Dari aspek keislaman, misalnya, wajah keislaman PMII bukanlah berwajah transnasional, tetapi bertumpu pada konsep nation-state. Corak pemikiran keislamannya bukanlah skripturalis-fundamentalis atau ekstrem, melainkan inklusif dan plural. PMII mesti mempertahankan NKRI sebagai sebuah bentuk negara yang final. Doktrin tawasut, tawazun, dan tasamuh mesti menjadi paradigma berpikir dalam berorganisasi. Dengan demikian, PMII tidak menjadi gerakan ekstrem, baik kanan maupun kiri. Pola pikir seperti ini harus menjadi perhatian sebagai bentuk dari melestarikan perjuangan the founding fathers.

Selain itu, PMII sepatutnya mencari rumusan baru tentang bagaimana wawasan Islam keindonesiaan yang tetap memelihara khazanah dan budaya bangsa serta mencari paradigma yang lebih baik. Hal ini penting sebab tuntutan dan tantangan yang dihadapi bangsa ke depan jauh lebih rumit. Visi para pendahulu kita seperti KH Hasyim Asy’ari, KH Ahmad Shiddiq, dan Gus Dur tentang wawasan kebangsaan (nation-state) dengan demikian menjadi penting untuk diaktualisasikan kembali melalui kajian rutin di kampus serta latihan kader dasar, menengah, dan lanjut.

Sementara itu, gerakan sosial-politik untuk menyampaikan aspirasi dan kritik konstruktif terhadap sistem pemerintahan mesti dilakukan secara efektif dan inovatif.

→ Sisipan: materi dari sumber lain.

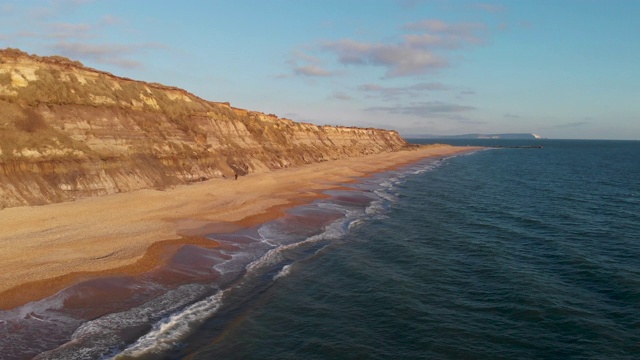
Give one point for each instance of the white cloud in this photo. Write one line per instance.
(423, 48)
(312, 70)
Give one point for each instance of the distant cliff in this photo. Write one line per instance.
(509, 136)
(68, 131)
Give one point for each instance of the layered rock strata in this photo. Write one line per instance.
(68, 132)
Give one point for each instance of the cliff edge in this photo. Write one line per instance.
(68, 131)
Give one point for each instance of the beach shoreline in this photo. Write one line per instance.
(48, 248)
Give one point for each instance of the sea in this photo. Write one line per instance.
(510, 252)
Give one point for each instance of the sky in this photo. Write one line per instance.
(567, 69)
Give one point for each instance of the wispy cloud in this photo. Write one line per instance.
(113, 54)
(423, 47)
(424, 109)
(68, 31)
(492, 8)
(341, 96)
(402, 59)
(577, 124)
(304, 64)
(312, 70)
(389, 93)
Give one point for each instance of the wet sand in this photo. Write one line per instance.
(48, 248)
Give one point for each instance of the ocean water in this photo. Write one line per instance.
(505, 253)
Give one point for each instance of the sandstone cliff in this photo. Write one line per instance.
(68, 131)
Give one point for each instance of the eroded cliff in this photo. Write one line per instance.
(68, 131)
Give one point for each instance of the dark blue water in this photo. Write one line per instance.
(502, 254)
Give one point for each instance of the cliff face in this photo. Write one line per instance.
(68, 131)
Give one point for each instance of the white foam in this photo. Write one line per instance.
(168, 332)
(285, 271)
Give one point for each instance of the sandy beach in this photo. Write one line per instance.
(47, 248)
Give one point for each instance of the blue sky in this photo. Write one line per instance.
(557, 68)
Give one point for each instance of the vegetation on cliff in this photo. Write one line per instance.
(68, 131)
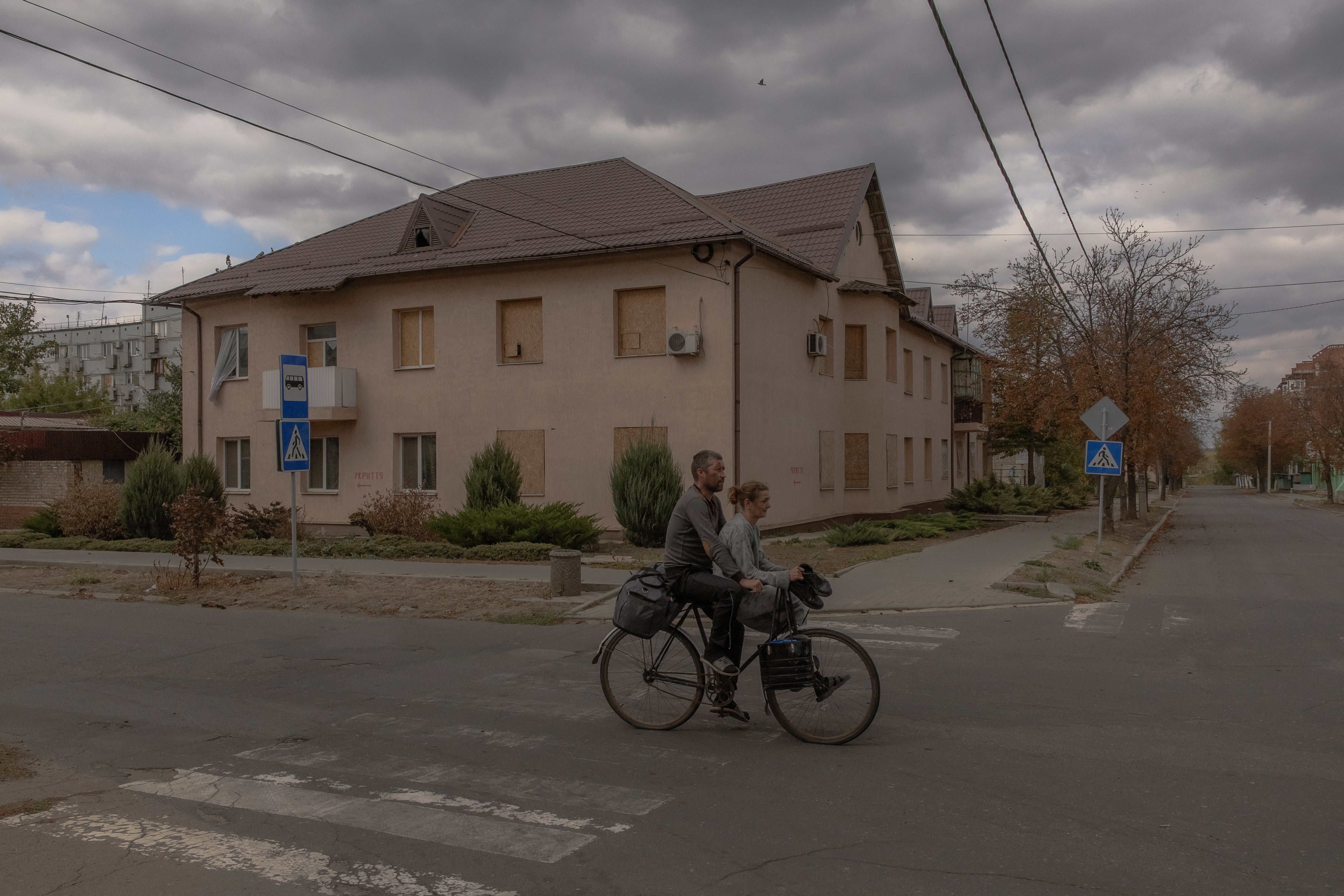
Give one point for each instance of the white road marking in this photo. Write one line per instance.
(263, 858)
(506, 784)
(416, 823)
(914, 632)
(1097, 619)
(1178, 621)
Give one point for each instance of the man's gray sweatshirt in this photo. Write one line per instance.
(693, 539)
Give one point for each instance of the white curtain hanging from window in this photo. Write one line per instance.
(226, 362)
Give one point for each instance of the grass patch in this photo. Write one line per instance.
(15, 764)
(29, 807)
(539, 617)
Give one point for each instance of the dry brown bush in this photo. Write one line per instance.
(91, 511)
(390, 512)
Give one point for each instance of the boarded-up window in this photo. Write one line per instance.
(521, 331)
(642, 322)
(627, 436)
(827, 459)
(529, 449)
(416, 338)
(827, 328)
(857, 460)
(855, 353)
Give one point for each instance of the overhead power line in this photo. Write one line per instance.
(994, 150)
(350, 159)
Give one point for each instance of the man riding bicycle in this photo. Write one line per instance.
(693, 549)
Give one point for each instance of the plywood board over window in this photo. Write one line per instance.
(642, 322)
(827, 459)
(529, 449)
(624, 437)
(521, 331)
(857, 460)
(416, 338)
(855, 353)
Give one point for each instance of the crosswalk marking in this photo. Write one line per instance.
(506, 784)
(416, 823)
(263, 858)
(1097, 619)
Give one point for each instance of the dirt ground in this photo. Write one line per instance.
(337, 593)
(816, 553)
(1078, 563)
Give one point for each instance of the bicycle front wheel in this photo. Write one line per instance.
(843, 699)
(652, 684)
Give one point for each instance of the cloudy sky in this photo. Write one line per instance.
(1185, 115)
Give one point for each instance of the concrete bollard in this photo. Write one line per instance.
(566, 574)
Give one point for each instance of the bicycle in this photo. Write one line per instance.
(827, 698)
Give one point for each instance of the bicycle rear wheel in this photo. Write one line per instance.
(652, 684)
(830, 712)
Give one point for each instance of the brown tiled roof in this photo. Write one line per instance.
(595, 208)
(812, 215)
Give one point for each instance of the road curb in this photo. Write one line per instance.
(1140, 547)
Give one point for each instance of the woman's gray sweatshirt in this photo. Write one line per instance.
(744, 543)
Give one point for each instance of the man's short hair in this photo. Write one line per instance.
(704, 460)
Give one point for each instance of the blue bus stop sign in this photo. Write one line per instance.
(295, 445)
(1104, 459)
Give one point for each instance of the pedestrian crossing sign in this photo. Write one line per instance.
(1105, 459)
(295, 445)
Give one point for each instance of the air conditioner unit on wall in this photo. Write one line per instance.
(683, 343)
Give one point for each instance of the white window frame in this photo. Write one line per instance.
(241, 472)
(322, 448)
(420, 461)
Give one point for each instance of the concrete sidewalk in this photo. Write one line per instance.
(593, 580)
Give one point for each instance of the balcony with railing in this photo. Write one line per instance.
(331, 394)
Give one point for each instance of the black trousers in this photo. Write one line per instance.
(721, 598)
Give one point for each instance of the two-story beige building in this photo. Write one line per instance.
(568, 311)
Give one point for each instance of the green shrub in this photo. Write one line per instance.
(646, 487)
(992, 495)
(558, 523)
(23, 539)
(494, 479)
(45, 520)
(200, 472)
(857, 534)
(517, 551)
(152, 484)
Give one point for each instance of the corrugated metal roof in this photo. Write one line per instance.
(595, 208)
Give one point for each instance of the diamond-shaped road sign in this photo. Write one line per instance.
(1104, 418)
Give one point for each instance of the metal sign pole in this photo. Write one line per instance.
(293, 524)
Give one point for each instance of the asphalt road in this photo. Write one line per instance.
(1181, 741)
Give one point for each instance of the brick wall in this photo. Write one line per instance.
(25, 485)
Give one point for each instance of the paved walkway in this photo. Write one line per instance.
(599, 580)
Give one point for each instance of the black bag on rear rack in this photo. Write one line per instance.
(646, 604)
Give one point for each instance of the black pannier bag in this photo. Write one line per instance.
(646, 604)
(787, 663)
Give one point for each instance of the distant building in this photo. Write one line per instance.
(127, 357)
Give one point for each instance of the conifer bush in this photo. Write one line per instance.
(494, 479)
(646, 487)
(152, 484)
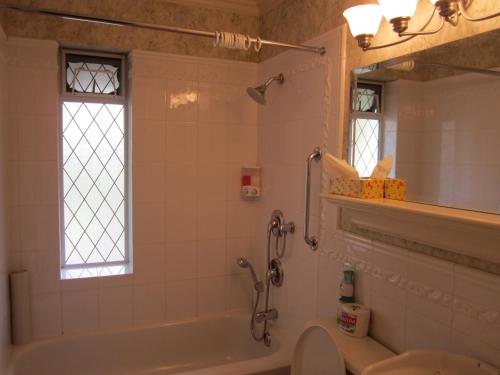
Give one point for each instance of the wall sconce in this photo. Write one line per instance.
(364, 20)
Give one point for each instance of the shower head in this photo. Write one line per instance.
(259, 93)
(242, 262)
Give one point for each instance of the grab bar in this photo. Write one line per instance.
(310, 240)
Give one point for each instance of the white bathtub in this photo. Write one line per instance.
(215, 346)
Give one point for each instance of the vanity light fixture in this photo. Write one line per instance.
(364, 20)
(398, 13)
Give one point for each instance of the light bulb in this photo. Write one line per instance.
(393, 9)
(364, 21)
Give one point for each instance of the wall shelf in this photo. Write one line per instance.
(471, 233)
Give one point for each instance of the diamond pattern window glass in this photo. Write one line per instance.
(365, 145)
(93, 157)
(366, 120)
(86, 74)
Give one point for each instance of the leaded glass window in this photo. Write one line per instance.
(92, 74)
(365, 130)
(94, 167)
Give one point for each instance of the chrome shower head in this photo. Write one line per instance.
(242, 262)
(259, 93)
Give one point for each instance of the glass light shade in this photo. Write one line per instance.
(398, 8)
(363, 19)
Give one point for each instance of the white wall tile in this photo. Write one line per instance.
(149, 303)
(115, 307)
(148, 140)
(181, 261)
(46, 310)
(181, 299)
(211, 296)
(181, 101)
(181, 142)
(211, 258)
(211, 220)
(239, 292)
(424, 332)
(388, 322)
(80, 311)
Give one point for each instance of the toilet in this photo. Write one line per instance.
(322, 349)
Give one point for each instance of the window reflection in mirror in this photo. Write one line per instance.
(437, 113)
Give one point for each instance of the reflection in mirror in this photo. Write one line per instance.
(438, 113)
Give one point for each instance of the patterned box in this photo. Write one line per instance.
(364, 188)
(395, 188)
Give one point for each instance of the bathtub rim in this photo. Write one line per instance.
(281, 357)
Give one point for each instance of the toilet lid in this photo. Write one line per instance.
(316, 353)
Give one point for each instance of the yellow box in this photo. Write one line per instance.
(365, 188)
(395, 188)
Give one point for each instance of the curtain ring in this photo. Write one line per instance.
(217, 39)
(247, 43)
(258, 44)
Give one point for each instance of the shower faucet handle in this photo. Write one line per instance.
(263, 316)
(287, 227)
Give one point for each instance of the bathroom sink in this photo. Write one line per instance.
(425, 362)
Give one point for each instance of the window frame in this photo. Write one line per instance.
(355, 115)
(120, 99)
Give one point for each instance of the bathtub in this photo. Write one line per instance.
(218, 346)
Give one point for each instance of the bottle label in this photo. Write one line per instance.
(348, 322)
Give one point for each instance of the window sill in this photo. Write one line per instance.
(100, 271)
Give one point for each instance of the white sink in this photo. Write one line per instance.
(425, 362)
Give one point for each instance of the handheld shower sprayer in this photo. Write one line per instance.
(259, 93)
(244, 263)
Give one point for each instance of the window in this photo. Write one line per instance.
(93, 166)
(365, 127)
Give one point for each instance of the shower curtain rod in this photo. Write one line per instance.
(173, 29)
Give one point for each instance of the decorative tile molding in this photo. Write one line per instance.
(461, 259)
(87, 35)
(433, 295)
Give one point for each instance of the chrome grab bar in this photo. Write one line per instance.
(310, 240)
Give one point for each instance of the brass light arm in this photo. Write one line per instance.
(413, 35)
(463, 11)
(424, 32)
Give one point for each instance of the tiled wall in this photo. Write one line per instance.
(291, 124)
(189, 222)
(4, 303)
(417, 302)
(447, 145)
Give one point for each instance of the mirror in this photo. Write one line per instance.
(438, 113)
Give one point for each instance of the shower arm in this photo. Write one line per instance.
(278, 78)
(173, 29)
(310, 240)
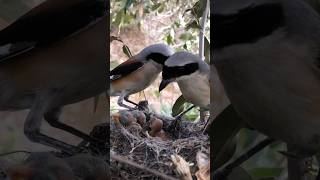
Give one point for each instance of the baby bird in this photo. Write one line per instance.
(138, 72)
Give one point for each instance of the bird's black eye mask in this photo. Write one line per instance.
(178, 71)
(246, 26)
(157, 57)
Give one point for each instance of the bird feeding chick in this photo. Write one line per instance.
(192, 75)
(138, 72)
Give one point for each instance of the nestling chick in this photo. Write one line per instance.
(138, 72)
(192, 76)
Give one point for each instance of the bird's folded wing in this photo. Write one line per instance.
(125, 68)
(49, 22)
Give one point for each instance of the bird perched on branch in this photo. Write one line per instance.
(192, 76)
(60, 59)
(138, 72)
(267, 53)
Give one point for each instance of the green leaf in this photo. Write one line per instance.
(169, 39)
(222, 133)
(200, 8)
(155, 6)
(178, 106)
(193, 25)
(161, 8)
(207, 50)
(115, 38)
(126, 51)
(239, 174)
(185, 36)
(127, 5)
(257, 173)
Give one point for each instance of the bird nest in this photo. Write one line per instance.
(148, 141)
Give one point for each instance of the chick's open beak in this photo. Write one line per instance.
(164, 83)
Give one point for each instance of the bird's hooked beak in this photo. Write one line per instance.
(164, 83)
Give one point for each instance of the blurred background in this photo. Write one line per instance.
(79, 115)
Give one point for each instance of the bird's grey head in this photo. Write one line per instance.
(245, 21)
(181, 65)
(158, 53)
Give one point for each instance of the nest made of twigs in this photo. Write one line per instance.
(132, 140)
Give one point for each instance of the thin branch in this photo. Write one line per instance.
(202, 28)
(133, 164)
(14, 152)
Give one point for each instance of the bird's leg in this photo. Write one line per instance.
(126, 98)
(176, 122)
(33, 124)
(120, 102)
(223, 174)
(52, 117)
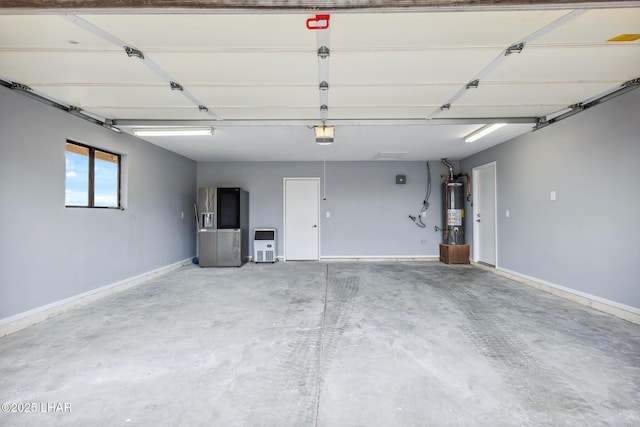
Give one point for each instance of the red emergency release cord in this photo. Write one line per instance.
(320, 22)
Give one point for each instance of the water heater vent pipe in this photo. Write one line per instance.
(447, 164)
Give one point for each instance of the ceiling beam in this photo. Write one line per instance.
(173, 5)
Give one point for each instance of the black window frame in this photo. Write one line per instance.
(91, 185)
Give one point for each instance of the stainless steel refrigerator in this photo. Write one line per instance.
(223, 232)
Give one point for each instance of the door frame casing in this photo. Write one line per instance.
(284, 212)
(475, 193)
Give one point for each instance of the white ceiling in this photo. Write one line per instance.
(258, 74)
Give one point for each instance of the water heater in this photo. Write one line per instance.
(453, 191)
(453, 212)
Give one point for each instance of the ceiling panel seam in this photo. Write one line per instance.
(132, 51)
(474, 82)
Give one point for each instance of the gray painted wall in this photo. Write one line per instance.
(369, 212)
(589, 238)
(49, 252)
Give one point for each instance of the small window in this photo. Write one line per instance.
(92, 177)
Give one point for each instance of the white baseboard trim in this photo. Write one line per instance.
(12, 324)
(380, 258)
(613, 308)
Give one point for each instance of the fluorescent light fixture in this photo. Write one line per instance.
(324, 134)
(483, 131)
(179, 131)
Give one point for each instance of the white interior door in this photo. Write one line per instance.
(484, 214)
(301, 219)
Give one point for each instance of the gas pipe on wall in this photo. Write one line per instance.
(453, 191)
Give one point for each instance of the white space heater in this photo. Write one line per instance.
(264, 245)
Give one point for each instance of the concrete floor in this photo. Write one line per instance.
(326, 344)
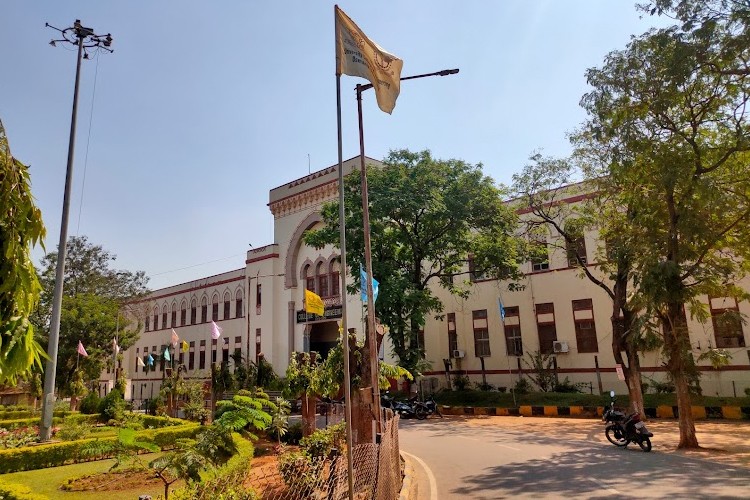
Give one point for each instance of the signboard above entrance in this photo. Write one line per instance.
(333, 312)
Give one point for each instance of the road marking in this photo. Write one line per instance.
(600, 483)
(430, 476)
(496, 444)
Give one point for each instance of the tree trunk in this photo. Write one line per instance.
(677, 344)
(688, 439)
(308, 415)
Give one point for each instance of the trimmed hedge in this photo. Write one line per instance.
(150, 421)
(11, 491)
(61, 453)
(226, 481)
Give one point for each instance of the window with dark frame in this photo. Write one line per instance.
(540, 259)
(481, 333)
(585, 328)
(545, 323)
(512, 327)
(452, 334)
(238, 312)
(574, 249)
(727, 322)
(475, 274)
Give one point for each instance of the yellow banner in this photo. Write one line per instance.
(313, 303)
(357, 55)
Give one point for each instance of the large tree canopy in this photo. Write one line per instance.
(94, 297)
(21, 228)
(674, 124)
(427, 216)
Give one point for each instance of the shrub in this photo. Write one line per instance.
(10, 491)
(112, 406)
(299, 472)
(522, 386)
(293, 434)
(322, 441)
(567, 386)
(70, 431)
(484, 386)
(90, 404)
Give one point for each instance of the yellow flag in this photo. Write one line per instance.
(313, 303)
(357, 55)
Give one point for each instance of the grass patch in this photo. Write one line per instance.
(505, 400)
(47, 482)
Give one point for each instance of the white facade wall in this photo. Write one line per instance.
(269, 323)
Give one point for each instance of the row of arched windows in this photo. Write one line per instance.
(170, 319)
(323, 278)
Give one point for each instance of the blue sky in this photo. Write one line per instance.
(205, 106)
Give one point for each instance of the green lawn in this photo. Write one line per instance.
(47, 482)
(505, 400)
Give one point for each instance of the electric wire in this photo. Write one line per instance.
(88, 141)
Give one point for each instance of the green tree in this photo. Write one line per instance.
(21, 228)
(94, 299)
(676, 135)
(427, 216)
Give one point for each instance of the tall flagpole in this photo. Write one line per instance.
(342, 274)
(372, 340)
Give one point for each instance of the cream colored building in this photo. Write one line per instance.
(260, 310)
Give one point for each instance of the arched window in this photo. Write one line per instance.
(309, 278)
(183, 313)
(215, 308)
(238, 304)
(322, 278)
(335, 277)
(227, 302)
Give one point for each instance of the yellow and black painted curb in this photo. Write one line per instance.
(699, 412)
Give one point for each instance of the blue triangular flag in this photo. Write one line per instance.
(363, 289)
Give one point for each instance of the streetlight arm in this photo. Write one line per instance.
(445, 72)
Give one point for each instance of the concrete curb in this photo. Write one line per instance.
(409, 490)
(699, 412)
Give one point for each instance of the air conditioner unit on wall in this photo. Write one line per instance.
(559, 346)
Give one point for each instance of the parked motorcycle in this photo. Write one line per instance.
(406, 409)
(432, 407)
(622, 429)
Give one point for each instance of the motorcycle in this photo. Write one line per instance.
(432, 407)
(621, 429)
(406, 409)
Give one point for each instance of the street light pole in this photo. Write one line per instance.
(372, 343)
(84, 38)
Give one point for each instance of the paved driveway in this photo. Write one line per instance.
(522, 457)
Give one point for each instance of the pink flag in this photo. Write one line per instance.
(81, 350)
(215, 331)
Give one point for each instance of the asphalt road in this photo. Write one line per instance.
(512, 457)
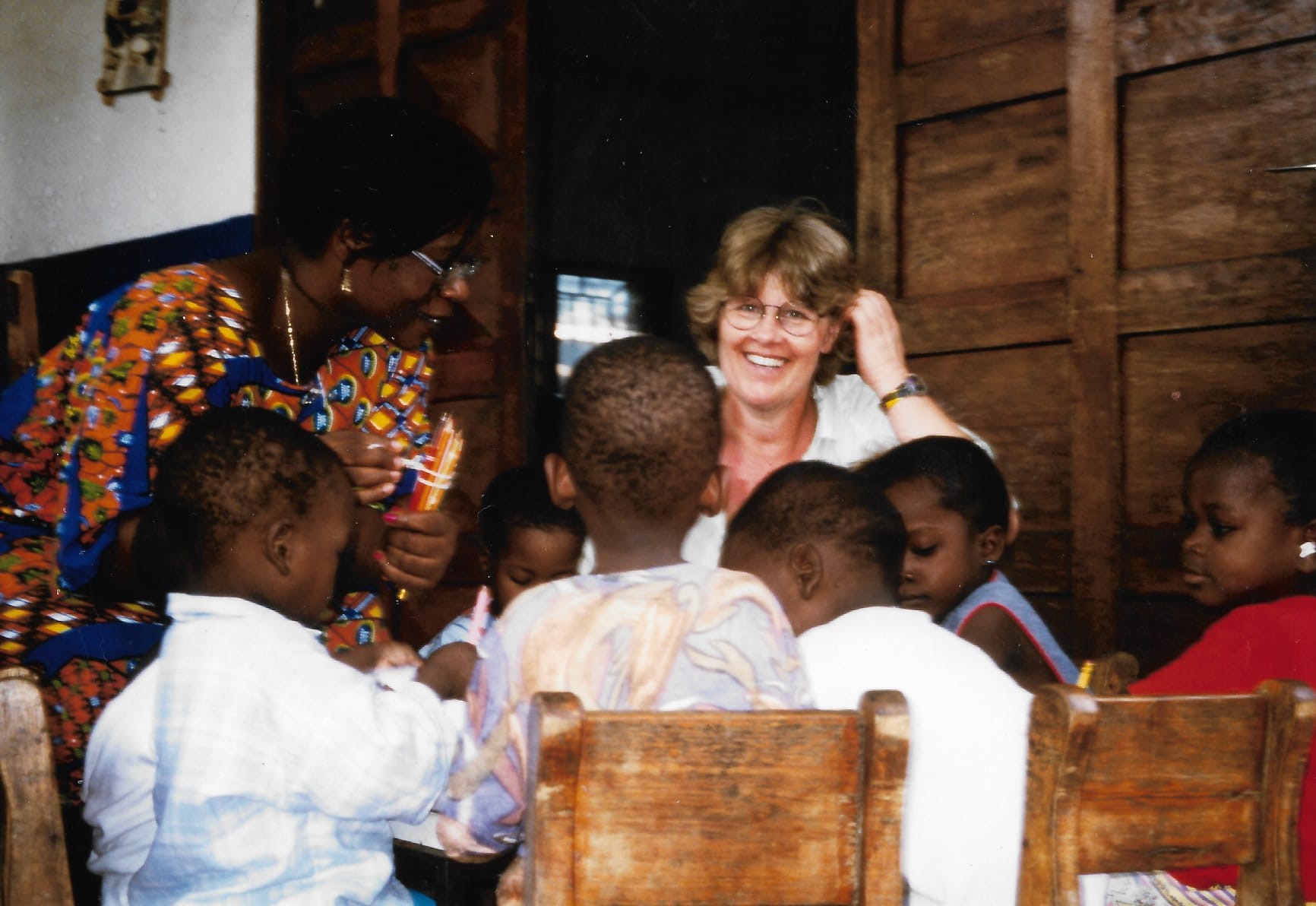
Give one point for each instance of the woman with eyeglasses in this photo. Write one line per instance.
(778, 315)
(381, 206)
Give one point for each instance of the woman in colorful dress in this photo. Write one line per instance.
(381, 204)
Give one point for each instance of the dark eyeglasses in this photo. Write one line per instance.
(449, 271)
(745, 312)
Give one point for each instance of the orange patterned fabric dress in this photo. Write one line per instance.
(79, 436)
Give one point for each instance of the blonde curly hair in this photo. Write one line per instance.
(807, 251)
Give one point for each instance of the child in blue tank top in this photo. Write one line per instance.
(956, 508)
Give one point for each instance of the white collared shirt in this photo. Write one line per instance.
(245, 764)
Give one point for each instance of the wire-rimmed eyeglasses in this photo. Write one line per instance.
(745, 312)
(449, 271)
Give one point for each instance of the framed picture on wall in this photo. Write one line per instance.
(134, 49)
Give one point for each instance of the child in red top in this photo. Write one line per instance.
(1249, 498)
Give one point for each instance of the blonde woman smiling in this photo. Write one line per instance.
(778, 315)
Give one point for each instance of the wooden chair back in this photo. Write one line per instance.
(33, 863)
(715, 806)
(20, 306)
(1139, 783)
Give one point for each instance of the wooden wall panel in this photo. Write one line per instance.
(933, 29)
(1031, 439)
(1178, 388)
(1031, 66)
(1090, 176)
(983, 199)
(1197, 144)
(1157, 33)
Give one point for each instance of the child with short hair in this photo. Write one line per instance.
(830, 546)
(638, 461)
(245, 762)
(956, 510)
(1249, 501)
(528, 540)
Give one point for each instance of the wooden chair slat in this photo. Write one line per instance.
(731, 807)
(33, 861)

PMII juga perlu mengkaji mendalam seputar kebijakan pemerintah dan turut andil untuk mengontrol jalannya pemerintahan.

Selain itu, isu-isu fundamental seperti HAM, demokratisasi, keadilan, dan pengentasan kemiskinan harus menjadi bagian dari kajian intensif. Demikian juga partisipasi dalam penanggulangan bencana, termasuk pandemi Covid-19. Selain itu, turut serta membantu pemangku kebijakan atau pemerintah setempat, baik yang berupa pendidikan maupun pelayanan untuk masyarakat.

Peran PMII akan penting dan bermakna dalam kehidupan berbangsa dan bernegara jika orientasi dan sensitivitas kepeduliannya dikedepankan. Ini sejalan dengan dua ciri utama sesuai namanya: keislaman dan keindonesiaan. Dua ciri utama itu menjadi platform pergerakan. Pilihan nama sebagai "pergerakan", bukan "himpunan" atau "ikatan", tentu juga memiliki reasoning tersendiri. Dengan nama tersebut, mahasiswa diharapkan dapat berkiprah dan berperan aktif dalam menegakkan kebenaran di negeri ini. Hal ini sejalan dengan cita-cita luhur the founding fathers yang tertuang dalam mars PMII, yaitu ’’ilmu dan bakti kuberikan, adil dan makmur kuperjuangkan…’’. 

Artinya, mahasiswa tidak bisa lepas dari pergumulan akademik-keilmuan, Dan, sebagai pergerakan, ia harus dinamis mengusung wacana keislaman khas Indonesia sehingga corak keislaman Indonesia akan tergantung di atas pundak kader-kader.

Jika semua itu bisa dilaksanakan, sepuluh tahun ke depan kader-kader PMII dapat mewarnai percaturan dan problematika yang terjadi di kehidupan Bangsa kita selama ini.

Selamat Hari Lahir Pergerakanku, Semoga di setiap napas-napas gerakan kita dapat menjadi barokah dan menjadi nilai positif bagi bangsa dan negara.